Demand for performance data is skyrocketing within organizations. Arthur Kordon, leader in the data mining and modeling group at the Dow Chemical Co., says his team has never been so inundated with requests as it has been during the economic crisis. “Executives are coming to us as sources of last hope to get answers,” Kordon says.
It’s not surprising: in times of economic uncertainty, corporate decision makers need every scrap of information they can get to make an informed decision. The importance of data and analytics has also been underscored by the banking crisis. At its heart, banking’s problems were not about greed, excessive risk-taking, and lax regulation, but about data quality, says Thomas Redman, president of Navesink Consulting Group and a keynote speaker at “Predictive Analytics in Perilous Times” a CFO conference held in San Francisco earlier this week.

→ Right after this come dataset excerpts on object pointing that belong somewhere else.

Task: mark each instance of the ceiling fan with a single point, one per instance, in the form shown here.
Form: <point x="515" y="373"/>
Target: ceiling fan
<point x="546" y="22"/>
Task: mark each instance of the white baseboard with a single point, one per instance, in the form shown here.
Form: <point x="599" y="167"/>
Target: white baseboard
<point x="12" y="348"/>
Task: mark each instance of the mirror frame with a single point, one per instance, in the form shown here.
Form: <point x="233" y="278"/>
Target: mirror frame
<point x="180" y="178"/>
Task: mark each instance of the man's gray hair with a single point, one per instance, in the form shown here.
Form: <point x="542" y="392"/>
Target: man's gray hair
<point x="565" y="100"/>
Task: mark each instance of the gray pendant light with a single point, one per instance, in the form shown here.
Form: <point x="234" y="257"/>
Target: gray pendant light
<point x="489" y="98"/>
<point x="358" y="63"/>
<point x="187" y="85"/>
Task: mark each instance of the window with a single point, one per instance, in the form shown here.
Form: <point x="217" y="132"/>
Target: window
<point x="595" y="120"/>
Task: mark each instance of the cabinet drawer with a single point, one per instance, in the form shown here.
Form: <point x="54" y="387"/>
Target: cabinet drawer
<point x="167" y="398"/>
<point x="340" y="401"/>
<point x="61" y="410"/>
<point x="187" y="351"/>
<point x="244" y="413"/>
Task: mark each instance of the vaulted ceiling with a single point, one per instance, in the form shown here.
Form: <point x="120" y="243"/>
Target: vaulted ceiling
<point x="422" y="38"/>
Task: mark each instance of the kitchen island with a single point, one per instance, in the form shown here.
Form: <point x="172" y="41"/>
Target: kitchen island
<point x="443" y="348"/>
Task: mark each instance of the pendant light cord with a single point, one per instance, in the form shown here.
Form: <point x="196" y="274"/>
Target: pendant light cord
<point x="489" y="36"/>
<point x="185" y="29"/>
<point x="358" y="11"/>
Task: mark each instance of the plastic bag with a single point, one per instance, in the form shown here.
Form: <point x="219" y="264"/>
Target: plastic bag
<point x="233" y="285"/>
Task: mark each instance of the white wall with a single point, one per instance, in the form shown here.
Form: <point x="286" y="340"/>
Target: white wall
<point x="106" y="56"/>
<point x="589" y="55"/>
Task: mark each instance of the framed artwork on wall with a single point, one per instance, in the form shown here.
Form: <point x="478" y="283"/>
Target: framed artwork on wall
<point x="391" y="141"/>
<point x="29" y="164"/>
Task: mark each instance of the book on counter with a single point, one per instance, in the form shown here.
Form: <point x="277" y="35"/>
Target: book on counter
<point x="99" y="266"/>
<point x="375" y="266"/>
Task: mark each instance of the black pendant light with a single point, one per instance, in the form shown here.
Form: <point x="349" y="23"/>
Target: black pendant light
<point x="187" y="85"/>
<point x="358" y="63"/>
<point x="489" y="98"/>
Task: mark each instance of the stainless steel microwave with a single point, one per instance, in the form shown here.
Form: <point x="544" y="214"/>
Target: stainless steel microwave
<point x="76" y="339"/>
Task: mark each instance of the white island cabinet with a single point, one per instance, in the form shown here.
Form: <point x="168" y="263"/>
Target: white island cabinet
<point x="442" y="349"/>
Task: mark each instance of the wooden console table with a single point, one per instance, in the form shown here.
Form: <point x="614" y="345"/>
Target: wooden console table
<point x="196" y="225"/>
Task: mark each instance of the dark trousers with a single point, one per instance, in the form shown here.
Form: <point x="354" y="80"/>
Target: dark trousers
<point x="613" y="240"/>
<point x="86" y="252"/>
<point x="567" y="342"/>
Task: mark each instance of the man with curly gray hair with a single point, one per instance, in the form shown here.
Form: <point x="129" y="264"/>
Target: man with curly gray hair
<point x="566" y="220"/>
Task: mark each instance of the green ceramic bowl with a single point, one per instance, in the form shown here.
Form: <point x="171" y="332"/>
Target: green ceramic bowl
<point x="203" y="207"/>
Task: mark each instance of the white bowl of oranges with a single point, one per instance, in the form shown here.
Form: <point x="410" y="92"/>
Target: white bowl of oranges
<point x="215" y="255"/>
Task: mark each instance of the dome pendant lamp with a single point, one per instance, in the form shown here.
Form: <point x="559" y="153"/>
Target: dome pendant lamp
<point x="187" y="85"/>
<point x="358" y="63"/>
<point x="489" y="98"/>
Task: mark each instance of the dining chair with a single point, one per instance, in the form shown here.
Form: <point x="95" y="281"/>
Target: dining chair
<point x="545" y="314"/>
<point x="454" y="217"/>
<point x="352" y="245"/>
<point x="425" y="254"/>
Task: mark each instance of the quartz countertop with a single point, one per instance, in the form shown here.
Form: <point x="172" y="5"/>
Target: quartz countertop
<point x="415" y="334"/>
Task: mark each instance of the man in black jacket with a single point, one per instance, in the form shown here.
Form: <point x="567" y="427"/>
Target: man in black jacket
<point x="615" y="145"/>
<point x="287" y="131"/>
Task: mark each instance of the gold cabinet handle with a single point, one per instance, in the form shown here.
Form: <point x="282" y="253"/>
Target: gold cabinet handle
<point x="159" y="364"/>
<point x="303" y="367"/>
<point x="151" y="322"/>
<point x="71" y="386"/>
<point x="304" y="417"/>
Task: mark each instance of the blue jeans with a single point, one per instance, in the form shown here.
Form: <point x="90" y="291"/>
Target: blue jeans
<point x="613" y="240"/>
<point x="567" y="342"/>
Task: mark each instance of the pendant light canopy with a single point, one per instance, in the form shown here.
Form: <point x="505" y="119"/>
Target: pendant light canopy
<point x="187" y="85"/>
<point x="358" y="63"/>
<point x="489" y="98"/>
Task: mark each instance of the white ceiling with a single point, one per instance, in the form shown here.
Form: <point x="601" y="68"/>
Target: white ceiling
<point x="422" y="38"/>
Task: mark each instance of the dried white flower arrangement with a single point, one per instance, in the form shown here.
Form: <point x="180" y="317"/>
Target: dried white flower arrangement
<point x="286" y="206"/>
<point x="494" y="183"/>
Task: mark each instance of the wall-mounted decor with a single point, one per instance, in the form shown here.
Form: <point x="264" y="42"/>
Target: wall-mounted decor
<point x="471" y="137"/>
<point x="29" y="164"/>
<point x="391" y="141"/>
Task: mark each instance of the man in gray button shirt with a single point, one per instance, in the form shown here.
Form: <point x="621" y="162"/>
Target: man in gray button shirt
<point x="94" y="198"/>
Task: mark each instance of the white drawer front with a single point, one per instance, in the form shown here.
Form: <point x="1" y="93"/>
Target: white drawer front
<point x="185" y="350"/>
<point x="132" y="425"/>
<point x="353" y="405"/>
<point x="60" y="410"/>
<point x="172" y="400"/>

“The data was wrong, or it simply wasn’t available. Bad data and the lack of transparency made it easier for the greed to go unchecked,” says Redman, a former Bell Labs quality specialist. In some cases, data was also mishandled, misused, or not used at all.
It behooves CFOs and other senior executives to head off such problems with a more proactive and aggressive strategy to capture high-quality data and leverage it in decision making, according to Redman. The consequences of not doing so: acting on data and analyses that should not be trusted or not acting on data and analyses that should be trusted. Both come with high costs.
So where should CFOs aim their guns? While past data errors can be costly, management’s energy is better spent on preventing future errors, Redman says – that can reduce the cost of poor data quality by one-half to two-thirds, he says. “When you find root causes you eliminate thousands of future errors at a stretch.”
From that starting point, there are many things CFOs can do to improve data accuracy. Two key tasks: establishing controls at all organizational levels to halt simple errors and formalizing management’s accountability for data quality.
The responsibility for data lies with business, not the information-technology department, Redman stresses. That requires managers to measure data quality at the source – and in terms meaningful to business units. For a bank, a quality measure could be as simple as the percent of customer statements that contain an error. For the U.S. Defense Logistics agency, the supplier to the Defense Department, it could be the percentage of weapons systems that ship on time to battlefield troops in Afghanistan.
Top-flight organizations also typically invest time to extract high-quality data from suppliers. “You must work back into your supply chain to make sure you know the quality of the ‘raw materials’ that go into things like financial products,” Redman says.
Striving for continuous improvement and setting aggressive error-rate targets are also habits that leading companies adopt, as is leadership from a broad-based, senior management team. What’s more, management will support cleanup efforts if they see it as crucial to overall corporate strategy.